И было ясно: если имеет смысл заниматься режиссурой, театром, культурой в принципе, то нужно ориентироваться только на такой уровень и объем.
Мне очень посчастливилось 40 лет назад на ТВ по сценарию Виктора Славкина снять фильм «Картина» с Сергеем Юрским в главной роли. Но даже будучи режиссером этого фильма, постичь, как Юрский играет, не в состоянии. С «Картиной» связана одна история, которая много говорит о личности Сергея Юрьевича. Фильм был представлен на конкурс телефильмов в Чехословакии и получил Гран-при. На вручение премии меня не выпустили (я тогда еще был «невыездным»), предложили поехать Юрскому. Но он категорически отказался: премию должен получать режиссер.
Сергей Юрьевич играл много моноспектаклей – по Бабелю, Хармсу, Жванецкому, Олеше, Зощенко. Невероятный моноспектакль «Евгений Онегин». Это всегда был диалог с автором, предельно уважительный и, тем не менее, на равных. Когда он входил на чью-то территорию, возникало ощущение, что это его территория. Всегда был в контексте времени. Когда о политике, о ситуации в стране говорил Юрский, было понятно, что это буквально часть его жизни. Жизнь, которую он пытается улучшить, осознать и поднять. Он знал невероятное количество текстов. Читал их так, что не оставляло сомнений: это рождено прямо сейчас и прожито лично им.
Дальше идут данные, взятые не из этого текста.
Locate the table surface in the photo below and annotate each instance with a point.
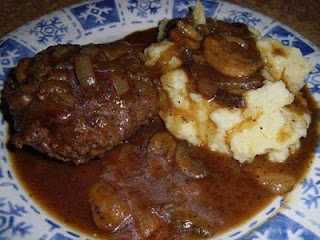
(303, 16)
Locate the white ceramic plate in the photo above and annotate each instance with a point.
(295, 218)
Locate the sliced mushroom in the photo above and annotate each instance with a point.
(109, 211)
(231, 58)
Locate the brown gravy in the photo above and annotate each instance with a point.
(62, 189)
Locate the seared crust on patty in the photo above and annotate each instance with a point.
(74, 103)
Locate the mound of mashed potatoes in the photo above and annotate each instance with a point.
(273, 116)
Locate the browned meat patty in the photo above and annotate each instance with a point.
(74, 103)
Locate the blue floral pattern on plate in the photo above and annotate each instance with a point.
(103, 20)
(96, 13)
(10, 52)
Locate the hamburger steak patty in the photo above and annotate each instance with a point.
(74, 103)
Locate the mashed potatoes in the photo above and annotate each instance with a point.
(273, 121)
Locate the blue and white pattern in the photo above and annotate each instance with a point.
(289, 39)
(107, 20)
(10, 52)
(281, 228)
(96, 13)
(10, 222)
(311, 191)
(143, 8)
(50, 29)
(181, 7)
(314, 79)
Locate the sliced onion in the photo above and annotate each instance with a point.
(84, 71)
(190, 167)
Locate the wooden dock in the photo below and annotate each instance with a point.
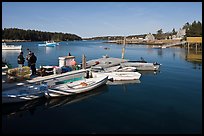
(105, 62)
(48, 79)
(173, 44)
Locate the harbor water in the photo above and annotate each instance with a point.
(167, 101)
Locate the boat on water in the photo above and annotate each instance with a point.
(23, 93)
(76, 87)
(49, 44)
(63, 101)
(118, 76)
(141, 65)
(11, 47)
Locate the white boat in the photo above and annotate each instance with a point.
(118, 76)
(139, 65)
(49, 44)
(62, 101)
(137, 81)
(11, 47)
(23, 93)
(75, 87)
(113, 69)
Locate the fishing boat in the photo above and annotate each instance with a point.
(141, 65)
(63, 101)
(113, 69)
(23, 93)
(11, 47)
(49, 44)
(76, 87)
(118, 76)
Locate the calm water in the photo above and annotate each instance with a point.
(169, 101)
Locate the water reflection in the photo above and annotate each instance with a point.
(194, 57)
(22, 108)
(63, 101)
(123, 82)
(149, 72)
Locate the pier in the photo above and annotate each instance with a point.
(174, 44)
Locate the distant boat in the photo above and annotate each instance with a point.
(49, 44)
(23, 93)
(11, 47)
(118, 76)
(75, 87)
(141, 65)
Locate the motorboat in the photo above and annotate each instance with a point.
(11, 47)
(118, 76)
(141, 65)
(24, 92)
(49, 44)
(75, 87)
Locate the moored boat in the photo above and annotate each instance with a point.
(118, 76)
(49, 44)
(141, 65)
(76, 87)
(23, 93)
(11, 47)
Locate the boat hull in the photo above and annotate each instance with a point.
(119, 76)
(64, 89)
(23, 93)
(141, 66)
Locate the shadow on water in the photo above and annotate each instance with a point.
(65, 100)
(22, 108)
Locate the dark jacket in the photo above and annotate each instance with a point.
(21, 59)
(33, 59)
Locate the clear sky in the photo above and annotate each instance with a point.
(91, 19)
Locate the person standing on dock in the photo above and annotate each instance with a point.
(21, 60)
(33, 60)
(28, 58)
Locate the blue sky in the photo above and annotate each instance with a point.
(91, 19)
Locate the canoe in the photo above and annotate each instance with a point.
(75, 87)
(118, 76)
(23, 93)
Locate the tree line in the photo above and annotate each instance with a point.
(34, 35)
(192, 30)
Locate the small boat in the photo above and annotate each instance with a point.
(141, 65)
(137, 81)
(63, 101)
(75, 87)
(118, 76)
(23, 93)
(49, 44)
(11, 47)
(113, 69)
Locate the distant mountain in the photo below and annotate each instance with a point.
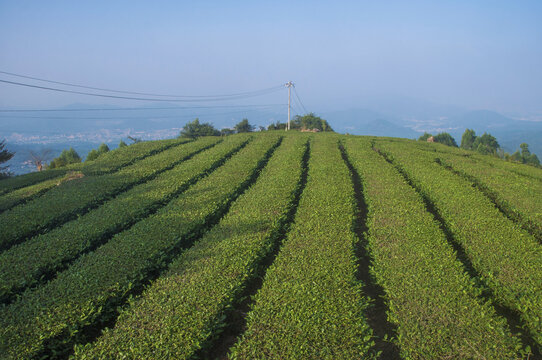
(367, 122)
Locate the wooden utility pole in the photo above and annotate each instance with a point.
(289, 84)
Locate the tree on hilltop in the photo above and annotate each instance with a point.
(94, 154)
(467, 140)
(5, 155)
(66, 157)
(243, 126)
(310, 121)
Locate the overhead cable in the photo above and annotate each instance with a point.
(137, 93)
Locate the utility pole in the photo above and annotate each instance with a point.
(289, 84)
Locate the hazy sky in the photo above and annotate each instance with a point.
(476, 54)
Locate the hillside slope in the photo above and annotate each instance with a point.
(274, 245)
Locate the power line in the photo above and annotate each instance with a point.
(297, 96)
(139, 108)
(244, 111)
(261, 92)
(133, 92)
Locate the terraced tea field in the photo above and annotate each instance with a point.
(274, 245)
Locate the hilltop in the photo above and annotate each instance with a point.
(273, 245)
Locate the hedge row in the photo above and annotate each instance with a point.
(109, 162)
(517, 196)
(435, 305)
(48, 320)
(506, 257)
(27, 193)
(187, 306)
(20, 268)
(310, 305)
(488, 160)
(16, 182)
(78, 196)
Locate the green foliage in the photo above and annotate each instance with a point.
(213, 272)
(411, 255)
(73, 198)
(277, 126)
(243, 126)
(309, 122)
(5, 155)
(94, 154)
(195, 129)
(467, 140)
(99, 280)
(310, 305)
(525, 157)
(66, 157)
(227, 131)
(512, 192)
(424, 137)
(67, 242)
(489, 239)
(442, 138)
(486, 144)
(445, 139)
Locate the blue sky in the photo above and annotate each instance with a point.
(341, 54)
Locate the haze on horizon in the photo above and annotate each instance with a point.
(345, 54)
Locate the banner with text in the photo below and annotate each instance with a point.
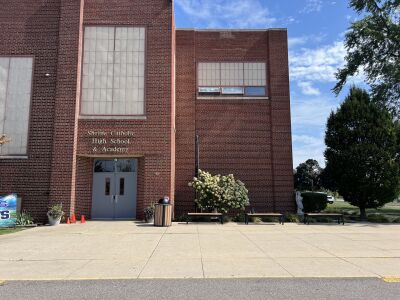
(8, 210)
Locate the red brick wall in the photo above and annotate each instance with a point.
(280, 121)
(84, 182)
(248, 138)
(185, 120)
(153, 138)
(62, 185)
(31, 28)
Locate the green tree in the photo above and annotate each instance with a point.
(373, 45)
(307, 175)
(362, 152)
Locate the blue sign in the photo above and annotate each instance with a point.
(8, 210)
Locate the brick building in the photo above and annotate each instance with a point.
(103, 102)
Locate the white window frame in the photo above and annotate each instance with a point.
(121, 116)
(26, 154)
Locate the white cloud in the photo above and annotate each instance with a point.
(305, 39)
(227, 14)
(318, 64)
(307, 88)
(312, 6)
(312, 111)
(305, 147)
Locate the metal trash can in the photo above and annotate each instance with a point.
(163, 215)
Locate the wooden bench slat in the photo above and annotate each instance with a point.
(247, 215)
(340, 217)
(265, 214)
(204, 214)
(218, 215)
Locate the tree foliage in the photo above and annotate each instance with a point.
(307, 175)
(219, 192)
(373, 45)
(362, 152)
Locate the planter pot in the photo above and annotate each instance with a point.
(54, 221)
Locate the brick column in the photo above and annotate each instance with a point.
(185, 120)
(280, 121)
(62, 185)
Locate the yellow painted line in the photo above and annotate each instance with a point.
(391, 279)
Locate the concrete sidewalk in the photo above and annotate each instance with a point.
(126, 250)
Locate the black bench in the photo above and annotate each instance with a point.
(254, 214)
(189, 216)
(339, 217)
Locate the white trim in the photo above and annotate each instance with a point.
(231, 98)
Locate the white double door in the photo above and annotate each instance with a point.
(114, 193)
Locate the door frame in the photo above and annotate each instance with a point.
(115, 174)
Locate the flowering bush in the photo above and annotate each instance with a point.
(219, 192)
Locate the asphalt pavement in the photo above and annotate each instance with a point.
(288, 288)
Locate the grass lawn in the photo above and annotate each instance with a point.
(390, 210)
(10, 230)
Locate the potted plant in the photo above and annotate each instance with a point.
(55, 214)
(149, 213)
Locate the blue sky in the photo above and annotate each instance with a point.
(316, 31)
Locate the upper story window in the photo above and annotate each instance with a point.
(232, 79)
(15, 102)
(113, 71)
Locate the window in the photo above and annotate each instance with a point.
(113, 71)
(15, 100)
(232, 79)
(121, 186)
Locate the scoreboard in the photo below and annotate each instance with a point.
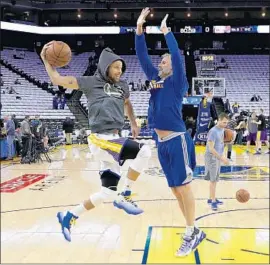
(208, 65)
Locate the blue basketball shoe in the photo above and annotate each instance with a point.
(66, 222)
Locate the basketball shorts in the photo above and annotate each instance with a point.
(212, 167)
(113, 147)
(262, 135)
(176, 154)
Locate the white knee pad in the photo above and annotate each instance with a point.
(142, 158)
(114, 167)
(103, 195)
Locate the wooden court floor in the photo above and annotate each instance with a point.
(31, 195)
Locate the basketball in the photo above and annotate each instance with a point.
(58, 54)
(242, 195)
(228, 135)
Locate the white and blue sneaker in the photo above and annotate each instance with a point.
(125, 203)
(209, 201)
(66, 222)
(190, 243)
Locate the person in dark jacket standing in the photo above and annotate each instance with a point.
(10, 127)
(68, 126)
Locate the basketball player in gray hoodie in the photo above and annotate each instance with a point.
(108, 98)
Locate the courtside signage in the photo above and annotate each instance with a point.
(21, 182)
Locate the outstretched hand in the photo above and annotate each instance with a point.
(142, 18)
(43, 52)
(163, 27)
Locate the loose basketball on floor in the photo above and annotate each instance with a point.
(242, 195)
(58, 54)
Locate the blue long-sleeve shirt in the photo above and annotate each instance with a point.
(166, 95)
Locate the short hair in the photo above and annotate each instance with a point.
(223, 115)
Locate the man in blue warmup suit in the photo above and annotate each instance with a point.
(176, 150)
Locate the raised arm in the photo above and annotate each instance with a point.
(56, 78)
(141, 48)
(179, 75)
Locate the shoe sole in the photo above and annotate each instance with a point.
(202, 237)
(60, 220)
(122, 208)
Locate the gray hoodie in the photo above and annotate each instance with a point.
(105, 99)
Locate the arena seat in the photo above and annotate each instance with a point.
(33, 100)
(246, 75)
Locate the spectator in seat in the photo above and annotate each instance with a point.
(56, 100)
(68, 126)
(227, 106)
(13, 117)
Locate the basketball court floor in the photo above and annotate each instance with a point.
(31, 196)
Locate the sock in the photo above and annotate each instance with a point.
(128, 184)
(189, 230)
(78, 210)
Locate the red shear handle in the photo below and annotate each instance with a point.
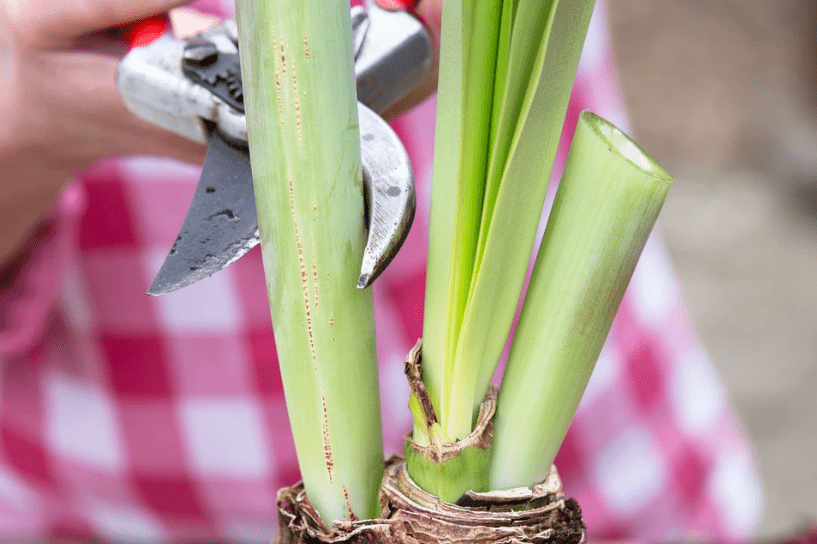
(145, 31)
(397, 5)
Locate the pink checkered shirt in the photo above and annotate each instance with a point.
(144, 419)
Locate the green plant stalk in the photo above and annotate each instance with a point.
(298, 74)
(513, 209)
(448, 480)
(608, 200)
(486, 204)
(467, 65)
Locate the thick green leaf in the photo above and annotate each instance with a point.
(607, 203)
(298, 74)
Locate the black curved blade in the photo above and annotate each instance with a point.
(221, 224)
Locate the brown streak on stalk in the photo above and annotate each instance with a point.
(297, 105)
(278, 87)
(327, 445)
(352, 515)
(315, 277)
(304, 276)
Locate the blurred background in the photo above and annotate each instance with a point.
(724, 94)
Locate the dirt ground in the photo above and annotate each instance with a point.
(724, 94)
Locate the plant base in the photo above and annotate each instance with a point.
(412, 516)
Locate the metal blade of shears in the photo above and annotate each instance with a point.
(222, 225)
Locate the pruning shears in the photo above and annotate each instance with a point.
(193, 87)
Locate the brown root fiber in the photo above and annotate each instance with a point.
(411, 516)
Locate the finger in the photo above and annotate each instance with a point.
(48, 24)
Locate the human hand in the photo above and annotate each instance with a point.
(61, 110)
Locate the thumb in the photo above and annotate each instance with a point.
(47, 24)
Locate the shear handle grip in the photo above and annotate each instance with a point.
(145, 31)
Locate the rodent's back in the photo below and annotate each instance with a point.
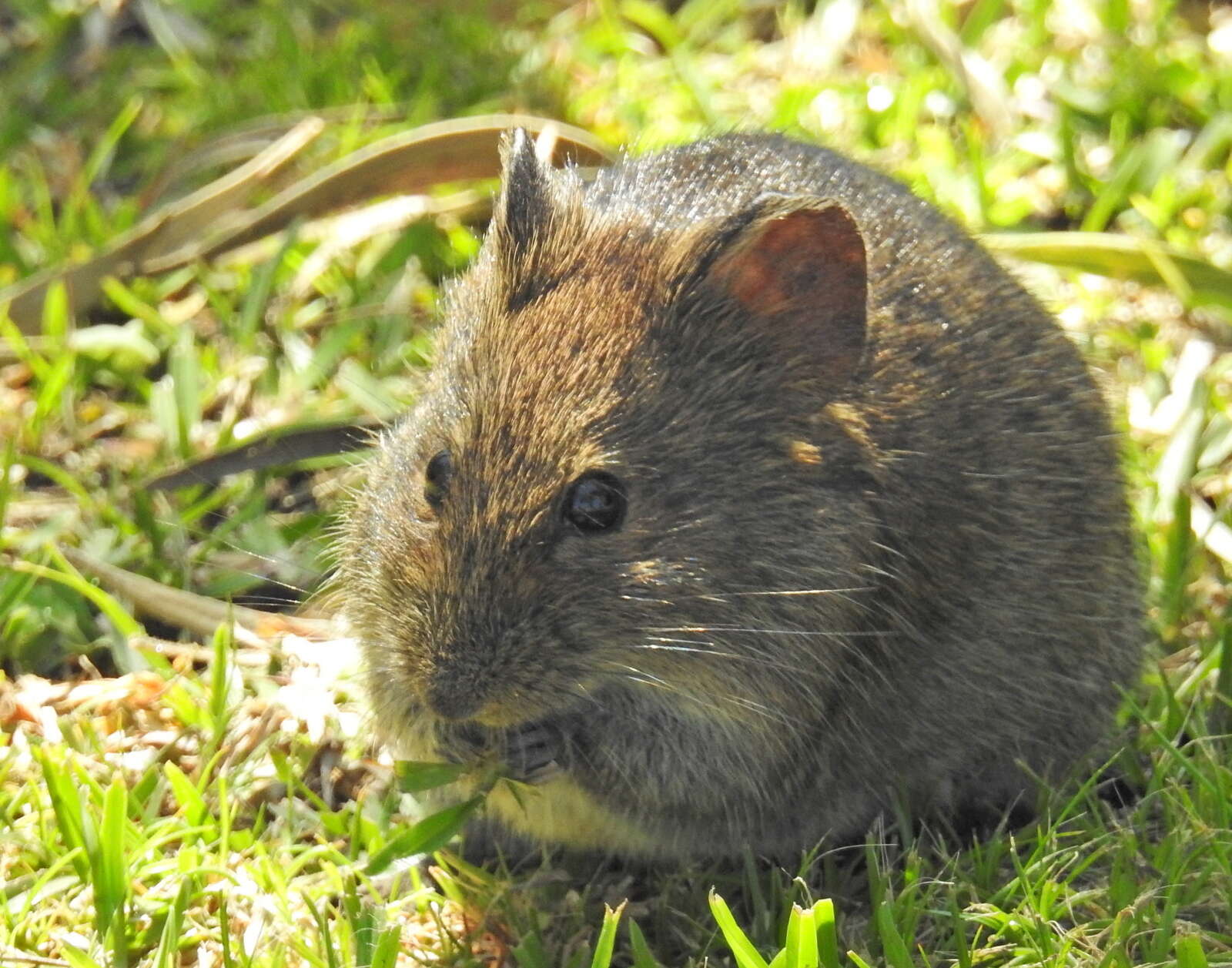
(872, 536)
(998, 488)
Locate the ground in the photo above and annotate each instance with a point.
(172, 795)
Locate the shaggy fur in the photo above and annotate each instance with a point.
(876, 542)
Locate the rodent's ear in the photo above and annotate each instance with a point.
(535, 203)
(525, 206)
(800, 266)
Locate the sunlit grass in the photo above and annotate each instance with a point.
(166, 802)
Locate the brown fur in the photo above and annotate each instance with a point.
(876, 542)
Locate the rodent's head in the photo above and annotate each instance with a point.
(631, 468)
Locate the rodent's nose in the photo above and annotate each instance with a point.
(450, 702)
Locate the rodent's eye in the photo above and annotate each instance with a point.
(595, 501)
(437, 478)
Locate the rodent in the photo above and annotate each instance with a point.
(747, 495)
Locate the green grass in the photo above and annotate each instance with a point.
(168, 799)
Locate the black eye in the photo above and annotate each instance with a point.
(437, 478)
(595, 501)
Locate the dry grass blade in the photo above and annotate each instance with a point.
(407, 162)
(1121, 256)
(194, 612)
(986, 88)
(166, 232)
(281, 445)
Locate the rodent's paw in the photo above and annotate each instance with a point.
(462, 743)
(534, 752)
(529, 754)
«Школа современной пьесы» во многом театр Сергея Юрского. Спектакль «Стулья» по Эжену Ионеско он поставил и играл так, что многим впервые стала понятна драматургия театра абсурда. Абсурд нашей жизни Юрский мотивировал и присваивал. И, кстати, он сам перевел эту пьесу, да так, что специалисты не верили, что перевод сделал артист и режиссер.
Грандиозная у него была мистификация с драматургом Вацетисом. Он так придумал его, так проработал детали биографии этого вымышленного литератора, что в его реальность верили абсолютно все. Даже театральный критик Наталья Анатольевна Крымова не сомневалась в его существовании.
Ну и, конечно, одна из самых мощных работ Сергея Юрьевича – «Ужин с товарищем Сталиным». Иногда думаю, что, если бы вместо истерических криков, несущихся с экранов телевизоров, показали бы этот отснятый, кстати говоря, телеканалом «Культура» спектакль, это было бы намного полезнее для осмысления нашей трагической истории. Там была величайшая режиссерская находка – первый акт он играл без грима. И постепенно добавлял детали, на наших глазах превращаясь в узнаваемый образ. Весь антракт Юрскому делали портретный грим Сталина, и во втором акте на сцену выходил настоящий Иосиф Виссарионович. И был понятен весь этот феномен.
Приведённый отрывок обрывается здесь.